Each student in LPS has access to a Computing Device. Use of the device is a privilege and students must demonstrate appropriate caution and responsibility when using it. Depending upon your grade level, this process looks different. The language and instructional processes used are age appropriate.
- Kindergarten – 1st Grade teachers introduce the concepts of responsible use through a series of digital citizenship lessons before students handle classroom tablet devices. Students earn an “iPad License” after completing the lessons.
- 2nd-5th grade students review & sign an RUA each year prior to using classroom Chromebooks. The RUA is used by teachers to frame proactive classroom discussions that instruct students about appropriate behaviors when using devices and network services in the classroom setting, as opposed to behaviors they may express when using devices in a personal (home) setting. Digital citizenship lessons also address student ownership of personal behaviors and the consequences that can arise from them.
- 6th-12th grade students acknowledge the RUA each time they sign into their Chromebooks, along with digital citizenship lessons in various classes. You can review the RUA that secondary students abide by here.
The RUA serves to encourage alignment with PBiS protocols as a Tier-1 Universal Support for setting building expectations around the use of devices in all classroom settings across the building.
Hāpara is a suite of tools available to LPS teachers offering digital classroom management services, including:
Hāpara Dashboard offers teachers a bird’s-eye view of student Google Workspace for Education tool usage across a class, and greater access & control over student work in Google Drive. Remember when your teacher would go through your messy desk to help you find your missing homework?
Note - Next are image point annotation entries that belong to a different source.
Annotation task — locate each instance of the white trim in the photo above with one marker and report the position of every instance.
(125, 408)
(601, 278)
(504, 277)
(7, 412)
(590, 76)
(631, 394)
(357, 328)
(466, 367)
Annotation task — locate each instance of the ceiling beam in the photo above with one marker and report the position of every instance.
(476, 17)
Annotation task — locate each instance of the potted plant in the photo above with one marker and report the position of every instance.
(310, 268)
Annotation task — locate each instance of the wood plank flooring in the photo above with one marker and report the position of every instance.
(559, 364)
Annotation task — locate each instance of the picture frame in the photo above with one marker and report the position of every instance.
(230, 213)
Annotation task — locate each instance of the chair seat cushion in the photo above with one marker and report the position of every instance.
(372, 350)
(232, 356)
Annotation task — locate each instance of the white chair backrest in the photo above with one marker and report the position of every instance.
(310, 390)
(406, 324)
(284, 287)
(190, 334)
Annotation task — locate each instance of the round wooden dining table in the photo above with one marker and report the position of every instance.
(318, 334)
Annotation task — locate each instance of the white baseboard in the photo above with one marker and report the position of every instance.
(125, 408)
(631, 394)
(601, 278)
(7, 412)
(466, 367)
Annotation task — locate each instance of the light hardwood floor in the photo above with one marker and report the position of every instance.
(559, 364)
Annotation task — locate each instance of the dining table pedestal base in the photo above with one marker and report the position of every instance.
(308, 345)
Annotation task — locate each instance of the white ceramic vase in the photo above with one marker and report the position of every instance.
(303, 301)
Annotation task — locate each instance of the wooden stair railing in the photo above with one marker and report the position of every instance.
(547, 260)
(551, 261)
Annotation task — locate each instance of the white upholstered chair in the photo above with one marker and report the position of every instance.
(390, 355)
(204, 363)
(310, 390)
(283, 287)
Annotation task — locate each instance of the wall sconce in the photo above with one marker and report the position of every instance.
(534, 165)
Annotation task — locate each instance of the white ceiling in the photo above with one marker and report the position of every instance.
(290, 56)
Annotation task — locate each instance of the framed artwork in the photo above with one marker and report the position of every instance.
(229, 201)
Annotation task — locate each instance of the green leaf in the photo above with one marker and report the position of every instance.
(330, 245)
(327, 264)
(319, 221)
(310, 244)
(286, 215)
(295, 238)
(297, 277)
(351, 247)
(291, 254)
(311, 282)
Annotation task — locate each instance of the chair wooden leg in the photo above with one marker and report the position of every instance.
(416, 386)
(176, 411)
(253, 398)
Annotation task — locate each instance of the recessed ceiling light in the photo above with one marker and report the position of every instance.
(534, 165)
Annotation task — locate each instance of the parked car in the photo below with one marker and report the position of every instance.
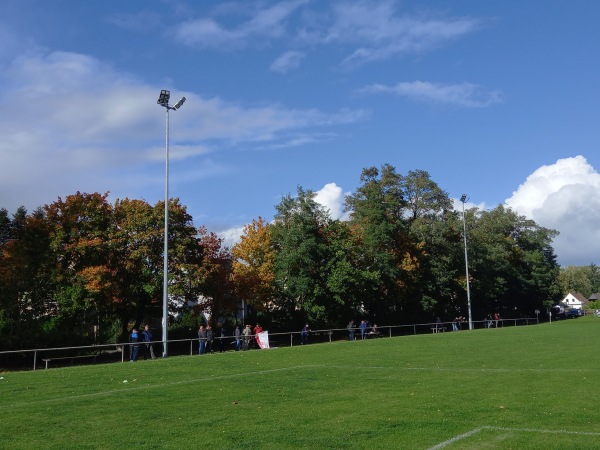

This is the digital equivalent.
Hāpara Highlights is a Chromebook activity monitoring tool. It allows teachers to open and close browser tabs on student Chromebooks so that the whole class is looking at the right web page at the right time. It also features the ability to focus student work to specific browser tabs, to eliminate distractions during work time. Teachers can also create temporary logs of the online activity of students during class in order to assist with classroom management.
- Hāpara does not allow teachers or any other LPS staff the ability to control student Chromebooks when they are off of the LPS network.
- Hāpara does not allow teachers or any other LPS staff the ability to access the camera on student Chromebooks.
Safe Searching Tools
Not every search should be a “Google” search.
LPS Students and staff have access to a library of high quality digital content linked from your school building’s library media web page. This content is available from school or home.
Digital resources provided there are appropriate for emerging readers all the way through college bound students, including read-aloud and translation features.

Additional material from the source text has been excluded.